Espagne : au moins 39 morts dans une collision entre deux trains à grande vitesse en Andalousie

Espagne : au moins 39 morts dans une collision entre deux trains à grande vitesse en Andalousie

Un grave accident ferroviaire a endeuillé l’Espagne dimanche soir. Deux trains à grande vitesse sont entrés en collision dans le sud du pays, provoquant un déraillement spectaculaire et un lourd bilan humain. Selon les autorités, au moins 39 personnes ont perdu la vie et 123 autres ont été blessées, dont 29 grièvement. Un bilan encore provisoire, ont prévenu les autorités lundi.

Le drame s’est produit vers 19h45, près de la localité d’Adamuz, à environ 200 kilomètres au nord de Malaga, en Andalousie. D’après le ministère des Transports, un train de la compagnie privée Iryo, reliant Malaga à Madrid, a déraillé avant de se déporter sur une voie parallèle et de percuter un train de la compagnie nationale Renfe qui circulait en sens inverse en direction de Huelva.

Les deux derniers wagons du train Iryo ont quitté les rails et ont violemment heurté les premiers wagons de l’autre convoi, les projetant hors de la voie. « La violence du choc a été extrême », a indiqué le ministre des Transports, Oscar Puente, qui a précisé que la rame Iryo transportait près de 300 passagers et avait fait l’objet d’une révision technique quelques jours auparavant.

Le bilan humain s’est alourdi au fil de la nuit. Selon le ministère de l’Intérieur, cinq blessés se trouvent dans un état très grave et vingt-quatre dans un état grave. Tous les blessés ont été évacués vers les hôpitaux de la région. L’unité d’urgence de l’armée (UME) a été déployée sur les lieux et un hôpital de campagne a été installé à proximité du site de l’accident.

L’accès à la zone sinistrée s’est avéré particulièrement difficile. « On ne peut y parvenir que par un chemin de service en terre, emprunté par l’ensemble des secours », a expliqué Iñigo Vila, responsable de la Croix-Rouge, sur la télévision publique TVE. Les premières images diffusées montrent des wagons couchés sur le flanc, totalement disloqués, au milieu des voies.

« Tout est complètement détruit », a témoigné Francisco Carmona, chef des pompiers de Cordoue. « Nous avons dû déplacer des corps pour pouvoir atteindre des survivants », a-t-il ajouté, décrivant une scène d’une extrême violence.

Les causes exactes de l’accident demeurent inconnues. Oscar Puente a évoqué un accident « extrêmement étrange », soulignant qu’il s’est produit sur une ligne droite récemment rénovée et impliquant un train quasiment neuf. Une commission d’enquête spécialisée a été dépêchée sur place afin de recueillir les preuves et déterminer les circonstances du drame.

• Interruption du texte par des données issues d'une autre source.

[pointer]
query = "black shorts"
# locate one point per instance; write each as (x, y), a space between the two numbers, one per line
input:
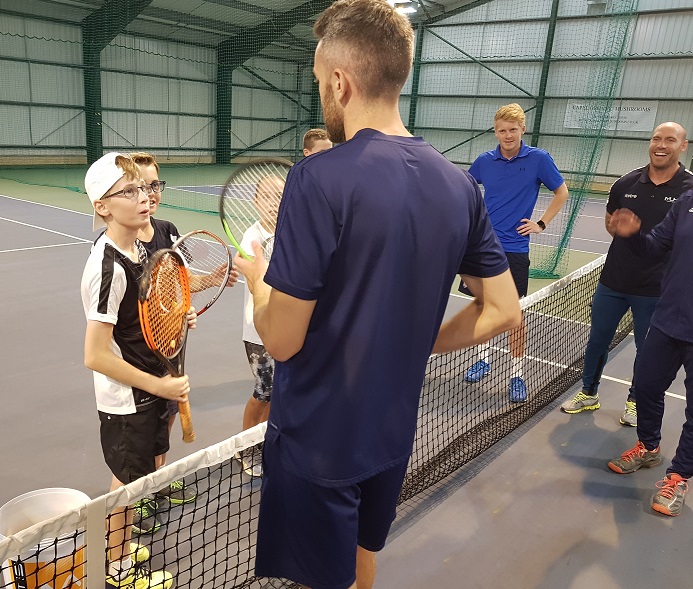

Face à l’ampleur de la catastrophe, le Premier ministre Pedro Sánchez a annulé l’ensemble de ses engagements pour se rendre sur les lieux. Il a évoqué « une nuit de profonde douleur » pour le pays. La famille royale espagnole a également exprimé sa « grande inquiétude » et sa solidarité avec les victimes.

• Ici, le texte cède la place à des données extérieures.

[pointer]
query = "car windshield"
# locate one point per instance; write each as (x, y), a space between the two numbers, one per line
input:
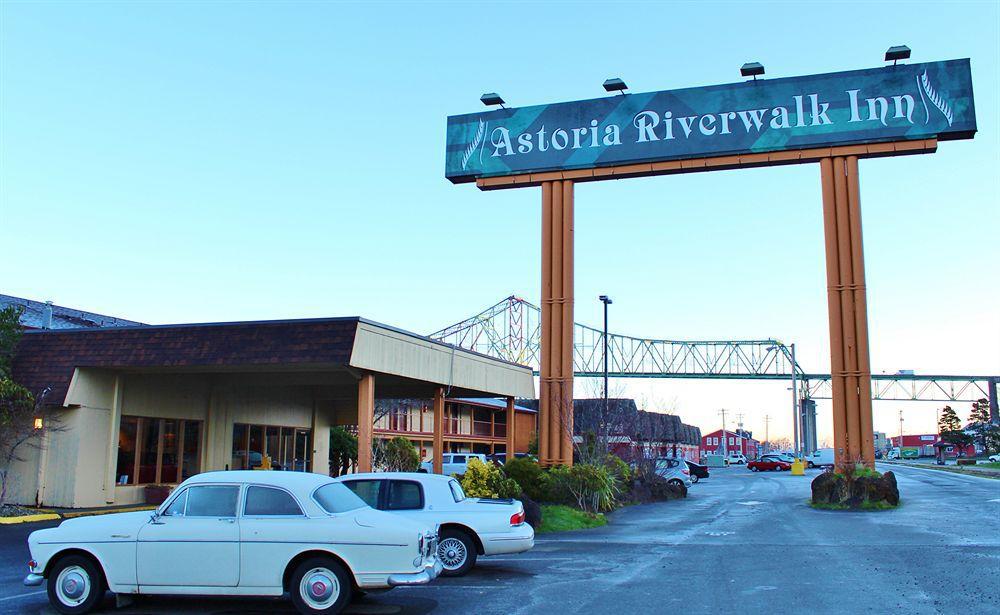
(336, 498)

Le trafic des trains à grande vitesse entre Madrid et plusieurs grandes villes du sud, dont Cordoue, Séville, Malaga et Huelva, est interrompu au moins pour toute la journée de lundi, selon le gestionnaire du réseau ferroviaire Adif.

En mémoire des victimes, Pedro Sánchez a annoncé l’instauration de trois jours de deuil national, de lundi à jeudi à minuit. Ce drame figure déjà parmi les accidents ferroviaires les plus meurtriers en Europe au XXIᵉ siècle, rappelant celui de Saint-Jacques-de-Compostelle en 2013, qui avait coûté la vie à 80 personnes.